Knowledge of increased risk can help the treating physician to determine the screening modality.

WILL SCREENING ADD TO PEOPLES LIFE SPAN?

KEY POINTS

  • Diagnosing at early stage helps in decreasing the chance of dying from these cancers.
  • Screening tests to determine whether deaths from cancer can be reduced on screening .

EARLY DIAGNOSIS TO REDUCE THE CHANCE OF DEATH DUE TO CANCER

Cancers that are diagnosed early stage have a higher chance of getting cured.

Chance of recovery and cure are dependent on the stage of disease in cancer patients.

Certain screening tests have been shown to be useful in detecting cancers early and also reducing the chance of dying from these cancers.

Mammograms for breast cancer and colonoscopy and fecal occult blood testing for colorectal cancer are examples for the above scenarios.

DETERMINATION IF DEATHS CAN BE REDUCED ON SCREENING

Studies define survival as percentage of alive individuals  5 years after diagnosis ; often used to determine how well cancer treatments work.

Data suggesting that cancer screening tests work shall include

  • Increased Early stage cancer detection.
  • Decreased late cancer detection.
  • Decreased number of cancer deaths.

The number of deaths from cancer is lower today than ever before, probably either because of earlier detection or onset of better treatment modalities.

Factors that improve survival rates but in reality do not include LEADTIME BIAS & OVERDIAGNOSIS.

LEADTIME BIAS

Survival time is usually calculated from the day of diagnosis until the day of death.

Cancer is diagnosed only on the onset of symptoms.
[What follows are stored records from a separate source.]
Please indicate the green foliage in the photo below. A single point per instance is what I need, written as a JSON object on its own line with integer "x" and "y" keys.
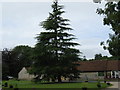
{"x": 28, "y": 84}
{"x": 112, "y": 18}
{"x": 54, "y": 53}
{"x": 15, "y": 59}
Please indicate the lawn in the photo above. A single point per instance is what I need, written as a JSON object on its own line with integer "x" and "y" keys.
{"x": 29, "y": 84}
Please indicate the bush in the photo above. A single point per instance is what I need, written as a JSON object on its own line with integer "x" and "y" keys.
{"x": 99, "y": 85}
{"x": 84, "y": 88}
{"x": 108, "y": 83}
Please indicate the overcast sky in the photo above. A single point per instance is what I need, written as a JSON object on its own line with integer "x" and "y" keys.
{"x": 20, "y": 24}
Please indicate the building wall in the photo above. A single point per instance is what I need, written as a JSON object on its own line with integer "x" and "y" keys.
{"x": 90, "y": 76}
{"x": 24, "y": 75}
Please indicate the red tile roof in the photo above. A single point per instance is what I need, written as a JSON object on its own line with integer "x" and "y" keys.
{"x": 99, "y": 65}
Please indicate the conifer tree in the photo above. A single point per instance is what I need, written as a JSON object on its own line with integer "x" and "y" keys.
{"x": 54, "y": 53}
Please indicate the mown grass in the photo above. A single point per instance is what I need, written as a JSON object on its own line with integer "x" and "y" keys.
{"x": 29, "y": 84}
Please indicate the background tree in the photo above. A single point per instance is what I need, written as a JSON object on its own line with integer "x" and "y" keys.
{"x": 15, "y": 59}
{"x": 112, "y": 18}
{"x": 55, "y": 55}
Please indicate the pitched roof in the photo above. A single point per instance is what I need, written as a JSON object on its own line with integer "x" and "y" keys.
{"x": 99, "y": 65}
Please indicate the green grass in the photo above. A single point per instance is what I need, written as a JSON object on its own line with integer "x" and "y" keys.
{"x": 29, "y": 84}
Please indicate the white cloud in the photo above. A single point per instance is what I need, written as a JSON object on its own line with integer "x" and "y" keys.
{"x": 20, "y": 24}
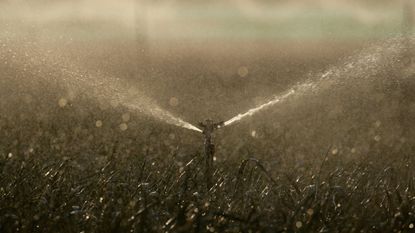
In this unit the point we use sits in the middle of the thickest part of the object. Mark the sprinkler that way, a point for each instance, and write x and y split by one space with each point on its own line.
208 127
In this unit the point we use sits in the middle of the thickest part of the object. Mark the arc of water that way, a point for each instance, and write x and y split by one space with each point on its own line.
252 111
145 106
366 64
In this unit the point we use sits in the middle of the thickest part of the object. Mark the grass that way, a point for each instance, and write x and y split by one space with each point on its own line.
62 174
44 193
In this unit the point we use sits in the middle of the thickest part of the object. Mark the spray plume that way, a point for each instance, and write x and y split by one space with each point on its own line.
365 64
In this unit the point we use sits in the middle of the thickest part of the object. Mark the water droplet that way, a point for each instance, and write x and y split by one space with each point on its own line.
126 117
98 123
173 101
62 102
123 127
243 71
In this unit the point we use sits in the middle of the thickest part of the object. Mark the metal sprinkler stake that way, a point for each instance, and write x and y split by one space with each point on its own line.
207 129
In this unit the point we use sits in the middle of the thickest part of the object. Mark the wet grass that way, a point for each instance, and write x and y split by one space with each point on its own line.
46 193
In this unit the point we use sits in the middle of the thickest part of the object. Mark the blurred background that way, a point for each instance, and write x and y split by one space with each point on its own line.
210 59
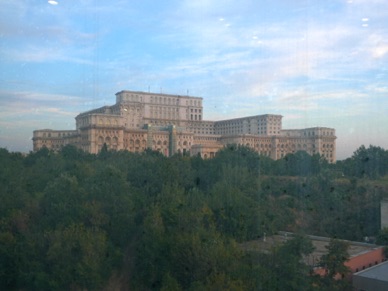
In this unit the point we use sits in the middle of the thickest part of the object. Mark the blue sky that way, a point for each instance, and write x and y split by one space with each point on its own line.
317 63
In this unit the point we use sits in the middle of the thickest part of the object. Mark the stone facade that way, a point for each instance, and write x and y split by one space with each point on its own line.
173 123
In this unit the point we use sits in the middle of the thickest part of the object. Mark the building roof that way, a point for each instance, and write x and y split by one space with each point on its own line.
319 243
378 272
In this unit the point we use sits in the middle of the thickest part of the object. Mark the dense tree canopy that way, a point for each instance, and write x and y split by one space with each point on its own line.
72 220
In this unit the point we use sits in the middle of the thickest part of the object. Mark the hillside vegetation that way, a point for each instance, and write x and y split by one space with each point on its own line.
141 221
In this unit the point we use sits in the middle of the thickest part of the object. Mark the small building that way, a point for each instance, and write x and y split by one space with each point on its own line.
372 279
362 255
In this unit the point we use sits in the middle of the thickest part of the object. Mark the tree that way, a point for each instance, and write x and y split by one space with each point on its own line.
334 264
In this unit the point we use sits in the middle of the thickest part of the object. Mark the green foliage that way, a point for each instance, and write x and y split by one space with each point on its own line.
71 220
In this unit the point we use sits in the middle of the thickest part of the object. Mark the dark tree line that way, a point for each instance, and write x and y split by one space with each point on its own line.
72 220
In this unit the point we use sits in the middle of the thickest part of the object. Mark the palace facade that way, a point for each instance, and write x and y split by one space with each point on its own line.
174 124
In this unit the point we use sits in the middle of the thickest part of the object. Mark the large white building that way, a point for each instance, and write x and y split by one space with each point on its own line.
174 123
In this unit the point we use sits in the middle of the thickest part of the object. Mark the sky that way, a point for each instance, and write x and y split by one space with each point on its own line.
317 63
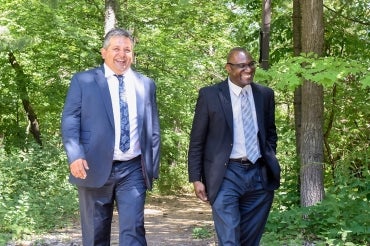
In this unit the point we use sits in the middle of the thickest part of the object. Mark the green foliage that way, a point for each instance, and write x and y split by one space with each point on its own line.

Screening test helps in diagnosing the cancer before the onset of symptoms and hence the survival time is prolonged; it is called lead time bias.

The reason the survival time appears longer is because of an earlier date of diagnosis  whereas the actual time of death is not altered by screening test in comparison to the unscreened individuals

WHEN DO SCREENING TESTS BECOME STANDARD TESTS?

KEY POINTS:

  • Research studies demonstrating that screening tests produce consistent results can then be considered as standard tests.

The following tests are performed to assess cancer screening tests  :

  • Non randomized controlled trials.
  • Randomised controlled trials.
  • Cohort studies.
  • Case control studies.
  • Ecological studies.
  • Expert opinions.

Examples of cancer screening tests which were once studied and have become standard otests are

  • Colonscopy for colorectal cancers.
  • Mammograms for breast cancer.
  • Pap smears for cervical cancer.

Cancer screening trials assess new ways of finding cancer in people before they have symptoms.

Screening trials are designed to expect the potential benefits and harms associated with cancer screening tests.

Strongest evidence of benefits of screening comes from clinical trials.

RANDOMISED CONTROLLED TRIALS

Trials give the highest level of evidence  regarding the safety, accuracy and efficacy of cancer screening tests.

People are randomly allotedto the study group where new  screening tests are employed and to standard group where routine screening is employed, the test results are compared to see if the new screening tests is better than the standard test.

NONRANDOMISED CONTROLLED TRIALS

Evidence is not as strong as that in randomized control trials.

Volunteers choose which group they eant to be a part of or the study head assigns them.

COHORT STUDIES

Study follows a large volume of people over time.

They are divided into groups called cohorts.

Information is collected and evaluated after a predefined outcome.

CASE CONTROL STUDIES

Shorter follow up compared to cohort studies.

Evidence from case control studies is inferior to that of clinical trials/ cohort studies.

Information is collected from individuals who already have the disease and compared with people who do not have the disease.

For example, in a population susceptible for melanoma, asking the group of people with melanoma and with out melanoma to observe their skin for abnormal growths and the frequency of checking might be a effective screening tool to decrease the number of melanoma cases and deaths from melanoma.

ECOLOGICAL STUDIES

Information is collected for an entire population like city/county.

These studies are weak  when compared to other research studies.

Might give information about utility of screening tool in the entire population.